Saturday, January 23, 2016

Crazy how when Im gone my family bitches and complains about how they miss me but when I'm here they just wanna ask me to do shit... Thats annoying as fuck and it reminds me on why I should stay gone. I need to make some plans shake so I can grow and get the fuck on. I just wanna be by myself. lol I swear I do with no issues, no worries, just chill vibes. I doubt THAT will happen unless I'm dead and gone.

Speaking of dead and gone, why is that people always treat you like shit when your on earth but the second you die everyone that knew of you cries and does the fool. You weren't doing the fool when you saw me struggling so why do it when you can't help. Its like level two of the bystander problem. For those who do not know what the bystander problem is, its a pysc term that basically shows that when one is in trouble and millions are around, they would look and witness rather than help. Its the idea that everyone thinks that some ONE is going to jump in and help but they don't because they think someone else will so they don't. Its pretty upsetting. How would you feel if someone was beating your ass in the middle of the street and everyone witnessed and didn't help. Thats a suck ass feeling.

Kinda how I feel sometimes.  Family, friends, social media followers, associates, co workers... all my Bystander problem. ALL watch me get my ass beat by life and not for one second try to take it off me. I always give give give give give help and stuff to my family which is right cause its family but can I just sit down for one day without being bothered since yall MISS me so much. Just saying.

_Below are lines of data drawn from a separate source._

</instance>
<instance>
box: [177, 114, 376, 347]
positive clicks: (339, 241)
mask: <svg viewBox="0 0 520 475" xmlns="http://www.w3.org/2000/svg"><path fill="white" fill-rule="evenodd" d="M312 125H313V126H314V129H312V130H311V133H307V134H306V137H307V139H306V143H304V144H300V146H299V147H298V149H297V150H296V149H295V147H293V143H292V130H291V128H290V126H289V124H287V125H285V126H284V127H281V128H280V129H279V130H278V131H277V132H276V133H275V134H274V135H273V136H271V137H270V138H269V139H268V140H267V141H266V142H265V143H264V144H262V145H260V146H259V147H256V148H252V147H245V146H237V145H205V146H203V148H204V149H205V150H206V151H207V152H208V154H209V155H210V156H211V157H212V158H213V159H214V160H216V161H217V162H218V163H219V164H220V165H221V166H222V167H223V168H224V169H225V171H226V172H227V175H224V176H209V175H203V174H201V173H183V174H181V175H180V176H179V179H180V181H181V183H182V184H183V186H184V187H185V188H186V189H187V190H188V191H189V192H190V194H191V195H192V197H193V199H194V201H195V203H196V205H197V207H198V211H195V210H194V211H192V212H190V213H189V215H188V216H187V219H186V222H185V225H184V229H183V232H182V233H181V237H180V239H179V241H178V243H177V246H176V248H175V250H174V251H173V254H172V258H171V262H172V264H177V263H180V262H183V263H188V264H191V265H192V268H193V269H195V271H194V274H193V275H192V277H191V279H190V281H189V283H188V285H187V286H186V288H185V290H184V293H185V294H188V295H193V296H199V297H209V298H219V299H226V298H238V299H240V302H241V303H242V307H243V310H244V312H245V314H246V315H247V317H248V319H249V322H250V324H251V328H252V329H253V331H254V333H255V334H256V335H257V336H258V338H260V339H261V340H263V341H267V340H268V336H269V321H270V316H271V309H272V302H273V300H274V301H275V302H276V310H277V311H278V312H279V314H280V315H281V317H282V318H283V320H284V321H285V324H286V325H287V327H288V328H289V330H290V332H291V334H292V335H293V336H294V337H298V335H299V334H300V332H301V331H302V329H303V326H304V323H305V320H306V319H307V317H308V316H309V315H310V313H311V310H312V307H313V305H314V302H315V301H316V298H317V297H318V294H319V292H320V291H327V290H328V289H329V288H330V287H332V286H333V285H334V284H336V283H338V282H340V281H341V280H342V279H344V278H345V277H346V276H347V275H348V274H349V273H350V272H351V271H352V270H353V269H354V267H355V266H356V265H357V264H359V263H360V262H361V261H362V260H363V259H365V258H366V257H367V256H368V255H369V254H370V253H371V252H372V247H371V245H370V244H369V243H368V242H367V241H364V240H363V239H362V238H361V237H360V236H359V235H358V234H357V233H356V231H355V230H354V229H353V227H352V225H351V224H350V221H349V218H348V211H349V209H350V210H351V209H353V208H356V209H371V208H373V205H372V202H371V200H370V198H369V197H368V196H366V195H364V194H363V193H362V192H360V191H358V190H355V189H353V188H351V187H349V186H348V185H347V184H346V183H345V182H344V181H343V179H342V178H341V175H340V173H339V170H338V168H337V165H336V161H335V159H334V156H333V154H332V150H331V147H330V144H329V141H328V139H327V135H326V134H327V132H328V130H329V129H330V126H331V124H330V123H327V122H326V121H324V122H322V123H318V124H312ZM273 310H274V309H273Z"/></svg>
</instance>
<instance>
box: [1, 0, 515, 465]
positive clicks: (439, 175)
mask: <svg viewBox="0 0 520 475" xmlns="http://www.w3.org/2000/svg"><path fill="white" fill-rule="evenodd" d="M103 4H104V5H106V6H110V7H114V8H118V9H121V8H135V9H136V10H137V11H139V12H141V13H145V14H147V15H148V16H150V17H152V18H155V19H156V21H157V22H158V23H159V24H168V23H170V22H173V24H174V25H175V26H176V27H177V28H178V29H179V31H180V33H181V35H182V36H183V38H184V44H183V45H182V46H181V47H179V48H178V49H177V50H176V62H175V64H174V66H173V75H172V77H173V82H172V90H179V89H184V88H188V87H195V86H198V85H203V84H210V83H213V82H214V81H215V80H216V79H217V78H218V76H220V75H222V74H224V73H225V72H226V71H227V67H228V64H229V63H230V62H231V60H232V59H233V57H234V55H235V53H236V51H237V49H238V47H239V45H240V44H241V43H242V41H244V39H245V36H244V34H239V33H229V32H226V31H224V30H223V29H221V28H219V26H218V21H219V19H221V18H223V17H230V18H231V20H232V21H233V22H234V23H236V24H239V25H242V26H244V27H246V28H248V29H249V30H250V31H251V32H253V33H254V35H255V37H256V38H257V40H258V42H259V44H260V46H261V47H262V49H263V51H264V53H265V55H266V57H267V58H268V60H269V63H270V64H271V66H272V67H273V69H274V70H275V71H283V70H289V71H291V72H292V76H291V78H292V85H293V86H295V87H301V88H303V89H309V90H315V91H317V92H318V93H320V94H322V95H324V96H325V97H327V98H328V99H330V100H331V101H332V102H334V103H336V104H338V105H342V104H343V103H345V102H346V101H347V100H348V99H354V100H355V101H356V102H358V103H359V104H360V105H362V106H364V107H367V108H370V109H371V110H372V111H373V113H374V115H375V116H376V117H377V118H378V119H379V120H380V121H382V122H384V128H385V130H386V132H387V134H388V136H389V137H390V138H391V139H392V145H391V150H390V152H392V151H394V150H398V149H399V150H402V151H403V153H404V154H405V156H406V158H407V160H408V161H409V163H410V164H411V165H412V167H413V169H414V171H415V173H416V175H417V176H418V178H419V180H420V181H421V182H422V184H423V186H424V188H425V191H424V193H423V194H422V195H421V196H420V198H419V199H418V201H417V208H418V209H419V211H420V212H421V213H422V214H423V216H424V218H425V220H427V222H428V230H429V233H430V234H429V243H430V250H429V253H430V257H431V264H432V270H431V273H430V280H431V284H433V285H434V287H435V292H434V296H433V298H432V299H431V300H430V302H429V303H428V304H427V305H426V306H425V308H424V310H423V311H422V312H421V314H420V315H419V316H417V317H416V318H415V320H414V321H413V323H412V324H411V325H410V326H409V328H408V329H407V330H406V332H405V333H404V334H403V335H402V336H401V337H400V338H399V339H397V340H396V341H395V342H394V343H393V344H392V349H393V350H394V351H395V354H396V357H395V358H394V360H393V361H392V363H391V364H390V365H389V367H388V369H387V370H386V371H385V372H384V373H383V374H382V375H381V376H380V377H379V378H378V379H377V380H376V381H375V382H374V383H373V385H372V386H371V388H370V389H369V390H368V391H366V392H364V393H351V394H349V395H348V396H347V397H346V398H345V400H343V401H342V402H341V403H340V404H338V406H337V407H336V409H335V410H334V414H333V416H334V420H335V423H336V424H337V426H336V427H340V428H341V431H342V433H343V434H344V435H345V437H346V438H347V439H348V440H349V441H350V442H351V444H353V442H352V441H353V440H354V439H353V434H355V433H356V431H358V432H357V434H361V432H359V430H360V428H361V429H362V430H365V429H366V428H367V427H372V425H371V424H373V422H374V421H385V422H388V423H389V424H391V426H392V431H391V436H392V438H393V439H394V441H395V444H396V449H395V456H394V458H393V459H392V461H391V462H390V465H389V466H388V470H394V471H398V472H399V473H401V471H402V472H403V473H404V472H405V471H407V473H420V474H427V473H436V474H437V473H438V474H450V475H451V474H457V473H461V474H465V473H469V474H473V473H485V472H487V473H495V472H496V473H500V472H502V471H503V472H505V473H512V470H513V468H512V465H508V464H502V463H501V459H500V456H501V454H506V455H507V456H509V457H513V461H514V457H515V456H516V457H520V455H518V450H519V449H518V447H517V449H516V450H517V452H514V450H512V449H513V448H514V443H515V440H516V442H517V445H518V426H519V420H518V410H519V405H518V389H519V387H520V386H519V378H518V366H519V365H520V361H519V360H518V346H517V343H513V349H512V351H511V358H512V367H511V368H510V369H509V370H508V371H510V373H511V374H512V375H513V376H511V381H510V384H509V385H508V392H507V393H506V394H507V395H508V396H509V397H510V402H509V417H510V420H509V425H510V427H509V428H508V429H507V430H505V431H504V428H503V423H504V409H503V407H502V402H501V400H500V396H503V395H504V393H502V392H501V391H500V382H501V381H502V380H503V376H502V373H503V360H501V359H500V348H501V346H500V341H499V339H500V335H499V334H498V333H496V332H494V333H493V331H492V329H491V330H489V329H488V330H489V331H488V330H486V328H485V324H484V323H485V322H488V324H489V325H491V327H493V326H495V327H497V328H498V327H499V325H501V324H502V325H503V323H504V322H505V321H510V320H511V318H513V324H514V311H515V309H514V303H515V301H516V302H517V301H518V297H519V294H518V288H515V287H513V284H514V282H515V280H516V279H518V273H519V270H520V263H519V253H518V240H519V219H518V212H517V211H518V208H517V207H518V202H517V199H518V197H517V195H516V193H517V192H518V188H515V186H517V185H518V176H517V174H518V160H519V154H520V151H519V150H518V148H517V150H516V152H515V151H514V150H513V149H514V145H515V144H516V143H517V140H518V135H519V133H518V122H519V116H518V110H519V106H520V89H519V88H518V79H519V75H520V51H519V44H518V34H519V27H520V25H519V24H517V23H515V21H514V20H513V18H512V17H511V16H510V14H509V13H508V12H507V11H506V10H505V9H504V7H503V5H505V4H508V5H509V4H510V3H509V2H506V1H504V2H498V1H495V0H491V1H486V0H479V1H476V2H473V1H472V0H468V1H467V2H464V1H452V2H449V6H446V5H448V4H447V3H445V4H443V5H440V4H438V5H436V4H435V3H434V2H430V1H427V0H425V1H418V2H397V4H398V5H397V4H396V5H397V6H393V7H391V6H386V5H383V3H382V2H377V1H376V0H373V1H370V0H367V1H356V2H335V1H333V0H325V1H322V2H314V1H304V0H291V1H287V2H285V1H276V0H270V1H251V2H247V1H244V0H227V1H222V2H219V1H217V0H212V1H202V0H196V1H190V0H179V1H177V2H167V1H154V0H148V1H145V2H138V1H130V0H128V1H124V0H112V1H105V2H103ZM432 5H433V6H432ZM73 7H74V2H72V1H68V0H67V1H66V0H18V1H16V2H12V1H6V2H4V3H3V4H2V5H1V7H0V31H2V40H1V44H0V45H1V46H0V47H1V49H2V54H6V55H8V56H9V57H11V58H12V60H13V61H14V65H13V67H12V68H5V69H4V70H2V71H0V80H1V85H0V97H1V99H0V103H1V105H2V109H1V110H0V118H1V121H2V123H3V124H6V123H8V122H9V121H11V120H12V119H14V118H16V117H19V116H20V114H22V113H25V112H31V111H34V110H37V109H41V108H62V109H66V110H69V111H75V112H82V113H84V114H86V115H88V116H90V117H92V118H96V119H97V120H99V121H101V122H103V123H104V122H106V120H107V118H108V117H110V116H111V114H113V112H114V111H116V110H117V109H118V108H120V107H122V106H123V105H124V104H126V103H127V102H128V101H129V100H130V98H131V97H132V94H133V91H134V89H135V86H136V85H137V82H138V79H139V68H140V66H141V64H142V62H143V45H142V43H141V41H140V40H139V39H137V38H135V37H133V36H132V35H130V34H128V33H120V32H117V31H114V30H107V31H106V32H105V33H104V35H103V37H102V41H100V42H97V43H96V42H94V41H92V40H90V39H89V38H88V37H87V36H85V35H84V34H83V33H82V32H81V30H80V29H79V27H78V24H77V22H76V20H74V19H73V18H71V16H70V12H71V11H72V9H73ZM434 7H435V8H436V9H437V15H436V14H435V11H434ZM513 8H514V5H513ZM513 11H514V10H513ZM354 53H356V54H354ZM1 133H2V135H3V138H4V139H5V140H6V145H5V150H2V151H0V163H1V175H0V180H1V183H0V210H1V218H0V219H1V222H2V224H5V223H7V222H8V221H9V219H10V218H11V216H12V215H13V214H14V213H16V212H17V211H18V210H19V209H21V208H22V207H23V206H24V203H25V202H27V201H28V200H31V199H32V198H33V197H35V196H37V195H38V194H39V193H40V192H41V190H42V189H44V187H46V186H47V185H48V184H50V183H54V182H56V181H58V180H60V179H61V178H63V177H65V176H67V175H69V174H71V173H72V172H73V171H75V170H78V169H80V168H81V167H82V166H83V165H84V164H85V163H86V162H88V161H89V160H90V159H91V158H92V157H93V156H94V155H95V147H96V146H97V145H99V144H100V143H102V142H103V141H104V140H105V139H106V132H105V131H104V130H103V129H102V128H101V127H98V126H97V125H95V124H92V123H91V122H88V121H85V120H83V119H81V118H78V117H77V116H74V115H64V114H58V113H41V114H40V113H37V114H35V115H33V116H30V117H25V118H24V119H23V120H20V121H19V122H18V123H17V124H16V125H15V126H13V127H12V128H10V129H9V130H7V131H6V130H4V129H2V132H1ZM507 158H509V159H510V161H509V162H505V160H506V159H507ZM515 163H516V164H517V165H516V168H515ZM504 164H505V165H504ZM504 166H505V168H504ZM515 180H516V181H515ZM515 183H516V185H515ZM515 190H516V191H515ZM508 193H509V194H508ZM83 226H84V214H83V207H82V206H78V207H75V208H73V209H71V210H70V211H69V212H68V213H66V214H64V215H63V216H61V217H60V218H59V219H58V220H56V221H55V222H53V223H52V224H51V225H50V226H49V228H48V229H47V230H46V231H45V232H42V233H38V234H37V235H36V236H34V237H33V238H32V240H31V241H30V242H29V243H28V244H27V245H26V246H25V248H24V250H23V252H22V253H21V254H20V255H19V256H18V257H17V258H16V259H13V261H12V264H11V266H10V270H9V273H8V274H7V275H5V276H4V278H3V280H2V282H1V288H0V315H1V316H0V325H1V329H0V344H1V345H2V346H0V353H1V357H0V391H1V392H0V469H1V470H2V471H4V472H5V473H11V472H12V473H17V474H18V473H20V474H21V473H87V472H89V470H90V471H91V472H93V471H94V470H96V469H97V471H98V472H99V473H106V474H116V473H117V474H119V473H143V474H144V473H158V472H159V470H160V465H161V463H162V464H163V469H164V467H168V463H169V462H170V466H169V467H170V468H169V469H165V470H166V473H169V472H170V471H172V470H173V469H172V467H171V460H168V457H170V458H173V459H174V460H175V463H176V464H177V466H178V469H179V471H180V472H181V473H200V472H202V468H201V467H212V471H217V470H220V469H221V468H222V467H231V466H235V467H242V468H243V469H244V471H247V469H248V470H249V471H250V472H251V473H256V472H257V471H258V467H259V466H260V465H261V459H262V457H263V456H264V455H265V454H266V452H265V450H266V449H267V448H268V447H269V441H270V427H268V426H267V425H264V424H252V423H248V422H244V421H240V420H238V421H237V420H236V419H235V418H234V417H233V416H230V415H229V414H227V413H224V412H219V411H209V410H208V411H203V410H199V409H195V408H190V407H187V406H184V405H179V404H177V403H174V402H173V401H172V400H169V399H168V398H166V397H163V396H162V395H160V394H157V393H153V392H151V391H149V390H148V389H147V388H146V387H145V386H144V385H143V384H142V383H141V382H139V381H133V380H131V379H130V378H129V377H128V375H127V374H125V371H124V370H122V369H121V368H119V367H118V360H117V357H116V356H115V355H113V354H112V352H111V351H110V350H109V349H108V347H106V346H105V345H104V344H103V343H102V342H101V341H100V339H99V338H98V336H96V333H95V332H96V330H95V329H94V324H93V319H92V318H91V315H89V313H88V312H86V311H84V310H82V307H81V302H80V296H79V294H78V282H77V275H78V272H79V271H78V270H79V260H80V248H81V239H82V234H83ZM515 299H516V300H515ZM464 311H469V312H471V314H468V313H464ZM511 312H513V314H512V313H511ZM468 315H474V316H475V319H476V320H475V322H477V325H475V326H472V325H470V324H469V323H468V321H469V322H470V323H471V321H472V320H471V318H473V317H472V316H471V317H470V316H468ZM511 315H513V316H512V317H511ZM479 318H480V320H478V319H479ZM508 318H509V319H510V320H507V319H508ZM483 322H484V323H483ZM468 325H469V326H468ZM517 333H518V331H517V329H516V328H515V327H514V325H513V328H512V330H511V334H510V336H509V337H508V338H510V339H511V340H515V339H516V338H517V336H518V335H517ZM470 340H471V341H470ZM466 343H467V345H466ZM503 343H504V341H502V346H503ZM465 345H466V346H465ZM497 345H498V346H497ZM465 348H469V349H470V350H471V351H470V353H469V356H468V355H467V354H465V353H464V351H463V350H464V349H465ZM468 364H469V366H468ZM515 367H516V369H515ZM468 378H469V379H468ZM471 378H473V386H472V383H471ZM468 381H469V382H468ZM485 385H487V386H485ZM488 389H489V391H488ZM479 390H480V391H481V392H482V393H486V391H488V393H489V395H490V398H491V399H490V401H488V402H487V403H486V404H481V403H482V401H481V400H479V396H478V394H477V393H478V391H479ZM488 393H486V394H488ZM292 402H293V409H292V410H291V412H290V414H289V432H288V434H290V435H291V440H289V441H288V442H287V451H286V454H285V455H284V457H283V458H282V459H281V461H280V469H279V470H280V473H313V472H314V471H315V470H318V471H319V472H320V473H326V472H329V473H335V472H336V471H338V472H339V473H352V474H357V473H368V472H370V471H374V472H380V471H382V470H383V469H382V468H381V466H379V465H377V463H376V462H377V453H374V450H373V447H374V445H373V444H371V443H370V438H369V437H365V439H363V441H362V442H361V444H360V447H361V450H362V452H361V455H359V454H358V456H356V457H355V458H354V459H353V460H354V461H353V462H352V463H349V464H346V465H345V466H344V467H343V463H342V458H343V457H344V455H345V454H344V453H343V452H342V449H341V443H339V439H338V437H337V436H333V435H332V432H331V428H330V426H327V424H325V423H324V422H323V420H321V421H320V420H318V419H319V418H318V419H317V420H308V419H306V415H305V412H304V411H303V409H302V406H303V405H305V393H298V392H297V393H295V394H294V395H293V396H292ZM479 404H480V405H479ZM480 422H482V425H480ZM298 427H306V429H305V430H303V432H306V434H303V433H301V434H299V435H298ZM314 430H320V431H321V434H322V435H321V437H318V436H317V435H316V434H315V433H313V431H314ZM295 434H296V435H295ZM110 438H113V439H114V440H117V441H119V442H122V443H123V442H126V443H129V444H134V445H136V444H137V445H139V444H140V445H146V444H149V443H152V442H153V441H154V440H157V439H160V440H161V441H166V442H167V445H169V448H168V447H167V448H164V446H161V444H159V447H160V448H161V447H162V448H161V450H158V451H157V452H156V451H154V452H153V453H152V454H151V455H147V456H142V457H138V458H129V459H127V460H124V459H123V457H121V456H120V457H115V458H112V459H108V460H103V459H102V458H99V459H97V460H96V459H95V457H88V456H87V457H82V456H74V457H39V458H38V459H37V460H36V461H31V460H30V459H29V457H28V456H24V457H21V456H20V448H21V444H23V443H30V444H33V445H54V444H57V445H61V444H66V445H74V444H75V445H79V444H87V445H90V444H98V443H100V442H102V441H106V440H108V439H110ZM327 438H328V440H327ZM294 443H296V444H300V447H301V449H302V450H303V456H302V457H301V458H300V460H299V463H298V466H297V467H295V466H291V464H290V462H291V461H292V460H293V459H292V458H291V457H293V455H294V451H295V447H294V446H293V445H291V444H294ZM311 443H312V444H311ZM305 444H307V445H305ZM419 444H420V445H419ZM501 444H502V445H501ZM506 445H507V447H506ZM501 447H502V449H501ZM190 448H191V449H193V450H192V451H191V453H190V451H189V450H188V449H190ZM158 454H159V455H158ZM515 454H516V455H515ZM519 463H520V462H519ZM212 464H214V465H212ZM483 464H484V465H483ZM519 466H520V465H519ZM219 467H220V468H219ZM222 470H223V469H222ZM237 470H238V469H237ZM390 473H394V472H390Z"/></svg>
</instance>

Its very contradicting when my siblings bitch and vent about their jobs but when I wanna do it they don't want to hear it. Im just a big person on balance and not when its coo for yall. I just wanna go away on a island and build a life there. I don't wanna deal with the bullshit. I know who ever is reading this is lost on my topic. At this point I am just rambling about the bullshit that I deal with and trying to get it all out of my head.  Isn't that what blogging is for?